Merge pull request #981 from superseb/prod_setup

Add production ready cluster setup
This commit is contained in:
Denise
2018-11-13 22:26:42 -08:00
committed by GitHub
3 changed files with 140 additions and 0 deletions
@@ -0,0 +1,137 @@
---
title: Production Ready Cluster
weight: 2510
---
While Rancher makes it easy to create Kubernetes clusters, a production ready cluster takes more consideration and planning. There are three roles that can be assigned to nodes: `etcd`, `controlplane` and `worker`. In the next sections each of the roles will be described in more detail.
When designing your cluster(s), you have two options:
* Use dedicated nodes for each role. This ensures resource availability for the components needed for the specified role. It also strictly isolates network traffic between each of the roles according to the [Port Requirements]({{< baseurl >}}/rancher/v2.x/en/installation/references/).
* Assign the `etcd` and `controlplane` roles to the same nodes. These nodes must meet the hardware requirements for both roles.
>**Note:** Do not add the `worker` role to any node configured with either the `etcd` or `controlplane` role. This will make the nodes schedulable for regular workloads, which could interfere with critical cluster components running on the nodes with the `etcd` or `controlplane` role.
## etcd
Nodes with the `etcd` role run etcd, which is a consistent and highly available key value store used as Kubernetes backing store for all cluster data. etcd replicates the data to each node.
>**Note:** Nodes with the `etcd` role are shown as `Unschedulable` in the UI, meaning no pods will be scheduled to these nodes by default.
### Hardware Requirements
Please see [Kubernetes: Building Large Clusters](https://kubernetes.io/docs/setup/cluster-large/) and [etcd: Hardware Recommendations](https://coreos.com/etcd/docs/latest/op-guide/hardware.html) for the hardware requirements.
### Count of etcd Nodes
The number of nodes that you can lose at once while maintaining cluster availability is determined by the number of nodes assigned the `etcd` role. For a cluster with n members, the minimum is (n/2)+1. Therefore, we recommend creating an `etcd` node in 3 different availability zones to survive the loss of one availability zone within a region. If you use only two zones, you can only survive the loss of the zone where you don't lose the majority of nodes.
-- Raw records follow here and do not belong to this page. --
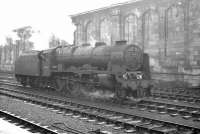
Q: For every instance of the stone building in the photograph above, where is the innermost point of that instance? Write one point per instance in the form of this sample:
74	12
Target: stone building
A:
169	30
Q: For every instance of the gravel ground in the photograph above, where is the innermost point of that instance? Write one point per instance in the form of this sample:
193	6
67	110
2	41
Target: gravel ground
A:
49	118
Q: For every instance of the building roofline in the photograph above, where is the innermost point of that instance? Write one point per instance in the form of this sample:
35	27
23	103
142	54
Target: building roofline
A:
104	8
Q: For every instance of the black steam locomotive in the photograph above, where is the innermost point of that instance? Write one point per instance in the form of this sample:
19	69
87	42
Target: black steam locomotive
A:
120	70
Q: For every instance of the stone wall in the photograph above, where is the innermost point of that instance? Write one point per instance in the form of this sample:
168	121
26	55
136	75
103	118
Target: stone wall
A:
169	30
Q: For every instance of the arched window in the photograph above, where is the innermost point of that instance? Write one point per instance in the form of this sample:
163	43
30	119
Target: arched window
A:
195	19
151	30
175	23
78	35
90	33
105	31
131	28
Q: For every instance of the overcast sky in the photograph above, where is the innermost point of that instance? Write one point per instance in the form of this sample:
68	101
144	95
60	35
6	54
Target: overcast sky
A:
46	17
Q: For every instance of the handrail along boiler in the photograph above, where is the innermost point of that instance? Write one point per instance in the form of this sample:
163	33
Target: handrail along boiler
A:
121	69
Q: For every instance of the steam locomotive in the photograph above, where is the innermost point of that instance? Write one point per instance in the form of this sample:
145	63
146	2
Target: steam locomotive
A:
120	70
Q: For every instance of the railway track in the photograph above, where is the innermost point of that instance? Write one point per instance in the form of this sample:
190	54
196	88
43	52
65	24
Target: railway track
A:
32	127
129	121
173	108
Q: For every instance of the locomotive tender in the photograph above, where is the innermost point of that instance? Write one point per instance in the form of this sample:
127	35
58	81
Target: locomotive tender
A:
121	69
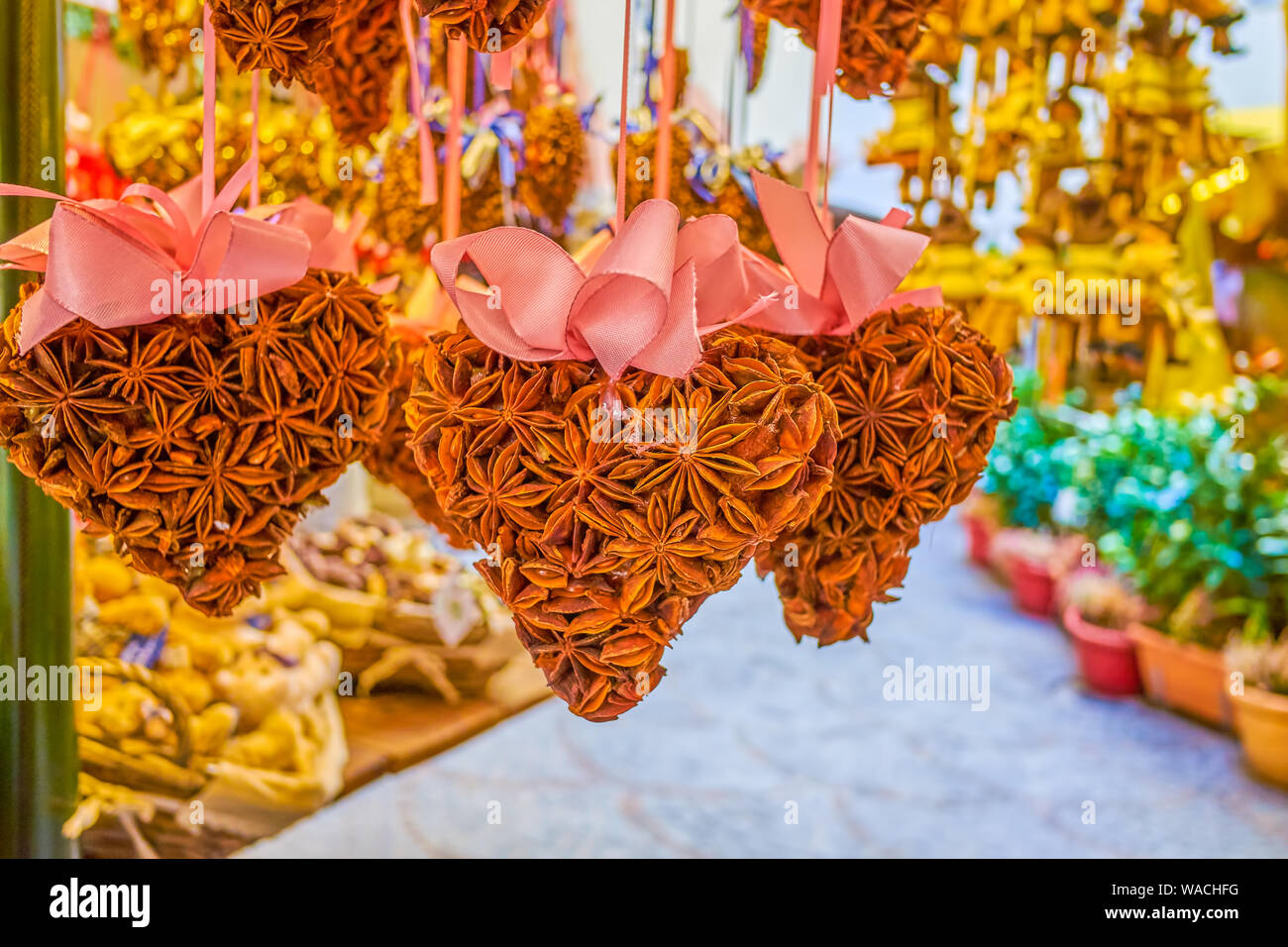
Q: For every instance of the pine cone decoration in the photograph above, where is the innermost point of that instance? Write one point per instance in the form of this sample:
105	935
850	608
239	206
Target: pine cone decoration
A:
877	38
919	395
291	39
487	26
390	459
196	441
601	545
554	151
366	43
| Nodes with `etcd` role | Majority | Failure Tolerance |
|--------------|------------|-------------------|
| 1 | 1 | 0 |
| 2 | 2 | 0 |
| 3 | 2 | **1** |
| 4 | 3 | 1 |
| 5 | 3 | **2** |
| 6 | 4 | 2 |
| 7 | 4 | **3** |
| 8 | 5 | 3 |
| 9 | 5 | **4** |
References:
* [etcd cluster size](https://coreos.com/etcd/docs/latest/v2/admin_guide.html#optimal-cluster-size)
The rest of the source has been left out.